Pancreatitis can occur as a side effect of several medications used in children. The most common are valproic acid, azathioprine, mercaptopurine, and L-asparaginase. The mechanisms that lead to pancreatic damage are not fully known but likely involve a combination of direct toxicity and a focal immunologic reaction. Interestingly, patients can develop drug-induced pancreatitis weeks or even months after receiving the medication for the first time. Trauma is a well-known cause of pancreatitis in children. The traumatic impact, however, does not necessarily need to be major, as minor contusions without ductal disruption (grade-1 and -2 injuries) can lead to pancreatic inflammation.

Congenital anomalies of the pancreaticobiliary system are infrequent but well-known causes of acute recurrent pancreatitis, and typically lead to chronic pancreatitis if left untreated. The most common is pancreaticobiliary malunion (PBM), also known as common channel, in which the common bile duct (CBD) and the pancreatic duct (PD) merge before the ampulla of Vater/sphincter of Oddi, allowing bile to reflux into the PD and pancreatic fluid to reflux into the CBD. The chronic exposure of the CBD to pancreatic fluid is thought to be one of the mechanisms that lead to the development of a choledochal cyst and potentially to biliary mucosal metaplasia. The reflux of bile into the PD, plus the inefficient drainage of the pancreatic fluid, are the likely sources of pancreatic damage and recurrent pancreatitis in patients with PBM. Less common anomalies that can lead to pancreatitis are pancreas divisum (separate dorsal and ventral pancreatic ducts) and the very rare ansa pancreatica (extreme redundancy of the duct of Santorini).

Acute pancreatitis in children can also result from infection: viruses (mumps, coxsackievirus, hepatitis B, herpes zoster, CMV, HIV), bacteria (leptospira, salmonella), fungi (aspergillus), and parasites (cryptosporidium, ascaris). Metabolic diseases such as hypertriglyceridemia and hypercalcemia are also potential causes of acute pancreatitis. A very rare form of pancreatitis in children is autoimmune pancreatitis (AIP). This newly described entity is quite complex and thought to be a component of a systemic autoimmune disease. The diagnosis is mostly based on the detection of elevated serum IgG4. AIP tends to be a chronic process, can lead to strictures in the PD, usually resolves with pulse steroids, and can be accompanied by an autoimmune process of the biliary tree, IgG4-related cholangitis.

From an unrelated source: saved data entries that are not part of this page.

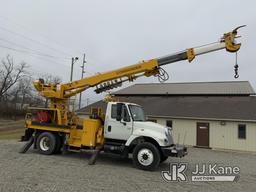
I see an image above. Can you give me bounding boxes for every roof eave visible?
[147,115,256,123]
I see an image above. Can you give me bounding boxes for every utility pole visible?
[70,57,79,82]
[70,57,79,112]
[78,54,86,109]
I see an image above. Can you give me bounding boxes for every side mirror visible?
[116,103,122,121]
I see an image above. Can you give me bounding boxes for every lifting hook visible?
[234,52,239,79]
[232,25,246,34]
[231,25,246,79]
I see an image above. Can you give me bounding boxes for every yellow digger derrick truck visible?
[20,26,244,171]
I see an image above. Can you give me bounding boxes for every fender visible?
[125,128,168,147]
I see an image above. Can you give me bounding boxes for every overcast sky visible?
[0,0,255,106]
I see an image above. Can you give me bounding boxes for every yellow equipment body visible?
[25,107,105,149]
[68,119,104,148]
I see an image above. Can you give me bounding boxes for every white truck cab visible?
[103,102,187,170]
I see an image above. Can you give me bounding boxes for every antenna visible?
[78,54,86,109]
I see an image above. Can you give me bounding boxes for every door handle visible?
[108,126,111,132]
[120,120,126,126]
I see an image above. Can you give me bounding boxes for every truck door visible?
[104,104,133,141]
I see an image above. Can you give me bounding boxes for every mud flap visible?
[19,136,34,153]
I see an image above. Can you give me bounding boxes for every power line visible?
[0,25,72,58]
[0,16,107,75]
[0,38,69,60]
[0,43,96,83]
[0,44,69,61]
[0,16,106,76]
[0,44,70,67]
[0,15,77,56]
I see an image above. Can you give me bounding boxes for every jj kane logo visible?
[162,163,240,182]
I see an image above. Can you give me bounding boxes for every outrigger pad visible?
[19,136,34,153]
[88,149,100,165]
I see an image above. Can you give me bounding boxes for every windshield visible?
[128,105,146,121]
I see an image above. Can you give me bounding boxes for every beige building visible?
[151,118,256,152]
[78,81,256,152]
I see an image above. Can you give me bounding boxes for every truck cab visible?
[102,102,187,170]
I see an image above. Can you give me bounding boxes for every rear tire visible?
[54,134,62,154]
[132,142,160,171]
[36,132,57,155]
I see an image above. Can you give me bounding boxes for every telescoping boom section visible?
[34,26,243,101]
[30,26,243,126]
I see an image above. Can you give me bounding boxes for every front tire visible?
[36,132,57,155]
[132,142,160,171]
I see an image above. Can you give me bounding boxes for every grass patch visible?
[0,129,24,140]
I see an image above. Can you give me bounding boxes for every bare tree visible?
[0,55,28,101]
[16,76,33,108]
[41,73,61,84]
[0,55,62,118]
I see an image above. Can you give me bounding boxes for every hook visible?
[232,25,246,34]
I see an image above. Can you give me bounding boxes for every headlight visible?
[165,130,168,137]
[165,127,172,137]
[164,127,172,144]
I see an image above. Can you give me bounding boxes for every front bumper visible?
[161,144,188,158]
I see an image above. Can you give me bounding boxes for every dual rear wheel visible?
[36,132,62,155]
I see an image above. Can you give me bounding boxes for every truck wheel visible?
[160,155,168,163]
[54,134,62,154]
[36,132,57,155]
[132,142,160,171]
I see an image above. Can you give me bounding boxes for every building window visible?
[238,124,246,139]
[148,119,157,123]
[166,120,172,128]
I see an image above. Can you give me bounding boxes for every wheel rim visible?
[137,148,154,166]
[39,137,50,151]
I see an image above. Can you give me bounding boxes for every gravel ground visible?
[0,140,256,192]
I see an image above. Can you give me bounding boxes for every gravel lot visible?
[0,140,256,192]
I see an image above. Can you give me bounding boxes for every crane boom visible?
[62,40,232,96]
[32,26,243,125]
[34,26,243,101]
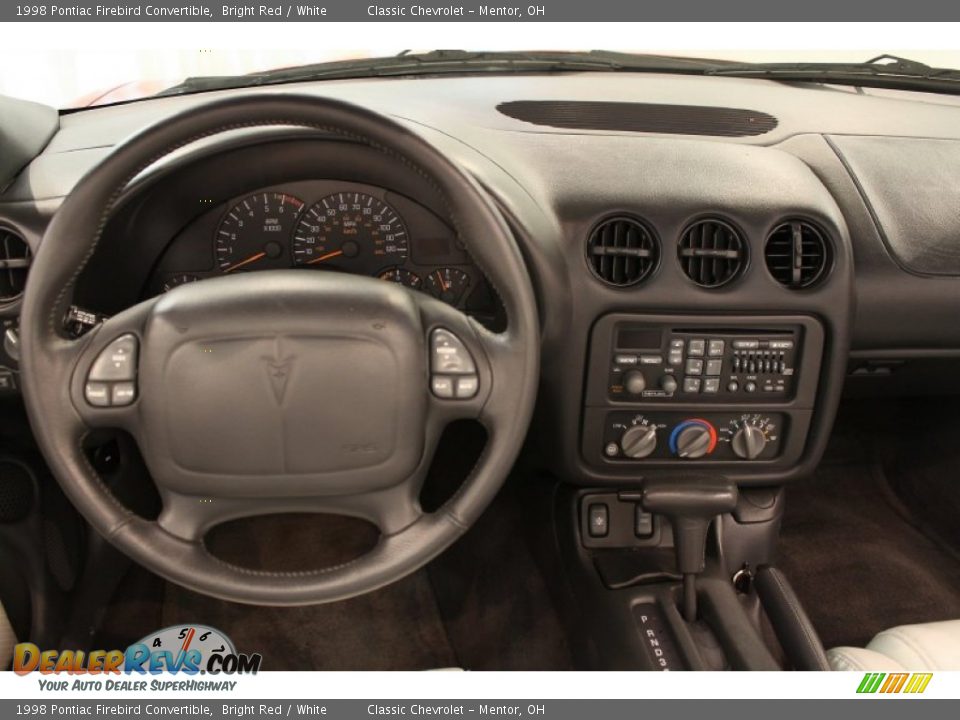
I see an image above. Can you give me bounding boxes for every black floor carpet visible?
[95,485,573,670]
[778,406,960,650]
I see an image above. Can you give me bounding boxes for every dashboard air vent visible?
[586,216,659,287]
[764,221,831,289]
[0,228,30,304]
[678,219,747,288]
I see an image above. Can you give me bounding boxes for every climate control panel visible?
[601,411,784,463]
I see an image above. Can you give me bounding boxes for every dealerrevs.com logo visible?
[13,624,262,685]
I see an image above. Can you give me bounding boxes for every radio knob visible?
[623,370,647,395]
[620,424,658,459]
[660,375,678,393]
[732,425,767,460]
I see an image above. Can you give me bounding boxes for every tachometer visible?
[292,192,409,275]
[215,192,304,273]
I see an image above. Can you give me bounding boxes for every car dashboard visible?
[3,72,960,489]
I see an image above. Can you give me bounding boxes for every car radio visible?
[606,327,800,402]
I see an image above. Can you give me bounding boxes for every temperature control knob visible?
[669,419,717,459]
[623,371,646,395]
[620,424,658,459]
[732,424,767,460]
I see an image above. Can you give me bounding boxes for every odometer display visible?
[292,192,409,275]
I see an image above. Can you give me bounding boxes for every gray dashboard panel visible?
[830,135,960,277]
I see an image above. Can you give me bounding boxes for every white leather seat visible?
[828,619,960,671]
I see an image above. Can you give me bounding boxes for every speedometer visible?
[292,192,409,275]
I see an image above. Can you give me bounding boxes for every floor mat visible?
[778,415,960,650]
[160,571,458,671]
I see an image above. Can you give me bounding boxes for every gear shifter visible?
[640,476,738,623]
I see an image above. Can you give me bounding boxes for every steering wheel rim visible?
[19,94,540,606]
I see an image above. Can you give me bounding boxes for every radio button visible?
[705,359,723,376]
[683,377,701,393]
[707,339,725,356]
[685,358,704,375]
[688,339,706,356]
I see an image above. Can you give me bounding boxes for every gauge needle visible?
[435,271,449,292]
[225,251,266,273]
[307,249,344,265]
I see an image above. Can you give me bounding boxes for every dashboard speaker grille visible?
[0,228,30,304]
[678,219,747,288]
[497,101,778,137]
[587,217,659,287]
[765,221,831,289]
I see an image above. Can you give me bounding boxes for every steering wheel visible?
[18,95,539,606]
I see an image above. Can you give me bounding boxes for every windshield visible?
[5,49,960,109]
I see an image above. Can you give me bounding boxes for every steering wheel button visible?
[431,375,455,398]
[89,334,138,381]
[430,328,476,374]
[84,382,111,407]
[455,375,478,398]
[111,382,137,406]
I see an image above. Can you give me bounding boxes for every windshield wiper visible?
[706,54,960,95]
[154,50,730,97]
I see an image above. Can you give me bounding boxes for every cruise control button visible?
[88,334,138,381]
[111,382,137,406]
[455,375,479,398]
[85,382,111,407]
[430,328,476,375]
[431,376,455,398]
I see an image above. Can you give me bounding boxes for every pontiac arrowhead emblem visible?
[266,359,292,403]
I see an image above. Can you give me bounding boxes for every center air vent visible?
[0,228,31,303]
[586,216,659,287]
[764,221,832,289]
[678,219,747,288]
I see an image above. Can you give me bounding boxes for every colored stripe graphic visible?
[857,672,932,694]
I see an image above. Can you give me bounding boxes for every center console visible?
[582,314,825,481]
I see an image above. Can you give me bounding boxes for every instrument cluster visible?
[148,180,491,312]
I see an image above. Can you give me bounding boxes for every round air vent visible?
[586,216,659,287]
[0,228,31,304]
[678,218,747,288]
[765,221,832,289]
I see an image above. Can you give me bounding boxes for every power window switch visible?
[587,503,609,538]
[635,507,654,538]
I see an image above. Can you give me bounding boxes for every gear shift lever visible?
[640,476,738,623]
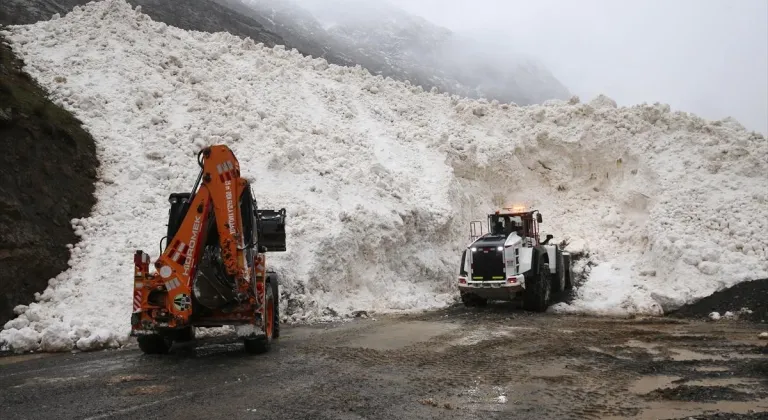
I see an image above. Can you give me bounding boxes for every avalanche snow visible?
[1,0,767,353]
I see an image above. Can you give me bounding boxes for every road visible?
[2,304,768,420]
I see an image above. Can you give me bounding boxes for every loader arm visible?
[132,145,263,330]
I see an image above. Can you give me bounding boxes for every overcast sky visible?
[384,0,768,134]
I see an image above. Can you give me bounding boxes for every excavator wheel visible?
[137,334,173,355]
[271,275,281,339]
[243,281,275,354]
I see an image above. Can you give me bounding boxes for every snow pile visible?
[2,0,768,352]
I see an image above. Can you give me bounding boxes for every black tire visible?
[555,249,566,293]
[563,254,573,291]
[174,327,196,342]
[523,257,552,312]
[269,273,280,339]
[137,334,173,354]
[243,282,275,354]
[460,292,488,307]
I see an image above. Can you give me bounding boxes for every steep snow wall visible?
[2,0,767,353]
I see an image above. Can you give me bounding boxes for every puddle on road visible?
[107,374,154,384]
[447,325,541,347]
[685,377,761,389]
[528,361,577,380]
[622,340,662,355]
[0,353,53,365]
[587,346,635,360]
[669,348,723,361]
[341,321,460,351]
[122,384,171,396]
[669,347,765,361]
[629,375,682,394]
[605,398,768,420]
[12,375,90,388]
[694,365,730,372]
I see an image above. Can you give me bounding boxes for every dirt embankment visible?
[0,38,98,325]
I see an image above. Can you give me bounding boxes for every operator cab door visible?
[520,214,540,247]
[459,249,469,280]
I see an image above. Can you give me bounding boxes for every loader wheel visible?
[243,282,275,354]
[137,334,173,354]
[556,250,566,293]
[563,254,574,291]
[523,259,551,312]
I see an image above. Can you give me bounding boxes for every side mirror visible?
[546,234,553,241]
[537,213,543,223]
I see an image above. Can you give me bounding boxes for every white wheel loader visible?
[457,208,573,312]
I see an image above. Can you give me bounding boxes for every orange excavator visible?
[131,144,287,354]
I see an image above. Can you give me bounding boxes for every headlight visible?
[471,247,477,252]
[497,246,503,251]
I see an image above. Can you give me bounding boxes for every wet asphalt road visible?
[2,306,768,420]
[0,318,464,420]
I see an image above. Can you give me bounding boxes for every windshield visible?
[489,215,522,235]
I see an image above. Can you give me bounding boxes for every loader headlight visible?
[471,247,477,252]
[497,246,503,251]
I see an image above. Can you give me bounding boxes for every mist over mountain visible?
[2,0,571,105]
[235,0,572,104]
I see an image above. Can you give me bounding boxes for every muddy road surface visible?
[2,304,767,420]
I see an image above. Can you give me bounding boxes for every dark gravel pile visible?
[669,278,768,323]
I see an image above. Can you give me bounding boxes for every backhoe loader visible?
[130,144,287,354]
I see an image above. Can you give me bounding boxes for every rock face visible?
[1,0,285,47]
[0,0,285,47]
[0,40,98,325]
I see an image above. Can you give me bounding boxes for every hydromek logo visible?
[225,180,236,236]
[183,215,202,277]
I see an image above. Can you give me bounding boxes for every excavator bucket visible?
[257,208,286,252]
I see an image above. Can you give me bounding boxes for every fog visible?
[296,0,768,134]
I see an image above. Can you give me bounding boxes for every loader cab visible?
[486,209,543,247]
[489,214,523,237]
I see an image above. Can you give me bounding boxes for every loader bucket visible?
[257,208,286,252]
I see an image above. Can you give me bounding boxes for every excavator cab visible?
[166,192,192,242]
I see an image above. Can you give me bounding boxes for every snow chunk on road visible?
[0,327,41,354]
[2,0,768,352]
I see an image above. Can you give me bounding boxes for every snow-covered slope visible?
[2,0,768,353]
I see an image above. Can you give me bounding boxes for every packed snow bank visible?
[2,0,767,352]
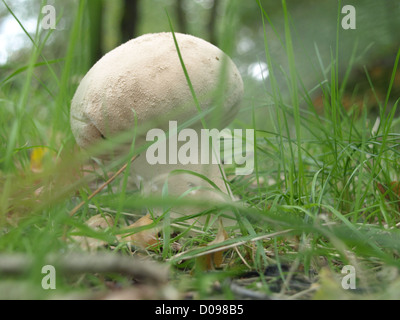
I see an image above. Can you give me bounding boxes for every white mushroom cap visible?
[70,32,244,226]
[70,32,243,149]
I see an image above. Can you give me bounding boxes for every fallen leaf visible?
[377,181,400,196]
[196,219,229,271]
[119,214,160,250]
[71,214,114,250]
[30,147,48,173]
[86,214,114,229]
[377,181,400,211]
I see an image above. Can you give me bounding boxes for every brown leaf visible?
[377,181,400,211]
[377,182,386,195]
[72,214,114,250]
[119,214,160,250]
[196,219,229,271]
[390,181,400,196]
[377,181,400,197]
[86,214,114,229]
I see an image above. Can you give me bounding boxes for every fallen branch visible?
[69,155,139,216]
[0,252,168,284]
[227,280,274,300]
[169,229,294,262]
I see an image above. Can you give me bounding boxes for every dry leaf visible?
[119,214,160,249]
[377,181,400,196]
[86,214,114,229]
[196,219,229,270]
[377,181,400,211]
[72,214,114,250]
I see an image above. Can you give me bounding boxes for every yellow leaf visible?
[30,147,47,173]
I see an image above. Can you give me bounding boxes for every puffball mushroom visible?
[70,32,244,225]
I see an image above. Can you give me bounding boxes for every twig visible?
[169,229,294,262]
[279,256,300,295]
[234,246,252,270]
[170,223,206,234]
[223,279,275,300]
[287,284,319,300]
[0,252,168,284]
[69,155,139,216]
[88,204,142,218]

Lastly, genetic disorders that affect the trypsinogen pathways, the cystic fibrosis transmembrane regulator (CFTR), and a number of other genes can lead to pancreatitis, which in most cases is recurrent and will evolve towards chronic pancreatitis. The PRSS1 gene encodes the cationic trypsinogen, a precursor of the protease trypsin. Gain-of-function mutations that lead to premature activation of trypsinogen within the pancreas lead to pancreatitis. A small amount of trypsin activates naturally within the pancreas, but is self-controlled by auto-cleavage. Certain mutations in the PRSS1 gene can render the trypsin resistant to auto-cleavage and therefore cause pancreatitis. The SPINK1 gene encodes the serine protease inhibitor Kazal-type 1, which cleaves prematurely activated trypsinogen within the pancreas. Any loss-of-function in the SPINK1 gene will lead to pancreatitis. In the case of the CFTR gene, certain mutations can cause alterations in the composition and thickness of the pancreatic fluid, rendering it more viscous. This, in turn, causes protein sedimentation and slow flow within the lumen of the pancreatic duct, leading to obstruction and cell damage.

Diagnosis

The diagnosis of acute pancreatitis should be suspected when elevated serum pancreatic enzymes are detected in a patient with acute epigastric abdominal pain. According to the Atlanta classification, the diagnosis of acute pancreatitis is established when 2 of 3 criteria are present: (1) abdominal pain, (2) elevated amylase or lipase, and (3) typical findings on imaging studies. Imaging studies help confirm the diagnosis but are never required to initiate medical management. Plain radiographs of the chest and abdomen can help rule out other sources of acute epigastric pain and hyperamylasemia such as intestinal perforation and intestinal obstruction, and can also detect potential complications of acute pancreatitis such as pleural effusions. Abdominal US may confirm the diagnosis by showing pancreatic swelling and peri-pancreatic fluid. Additionally, US can detect cholelithiasis or choledocholithiasis. Advanced imaging studies (CT, MRCP) are not needed to confirm the diagnosis but can help in the detection of complications (necrosis, fluid collection), and can help identifying some of the potential underlying causes (pancreatic duct anomalies).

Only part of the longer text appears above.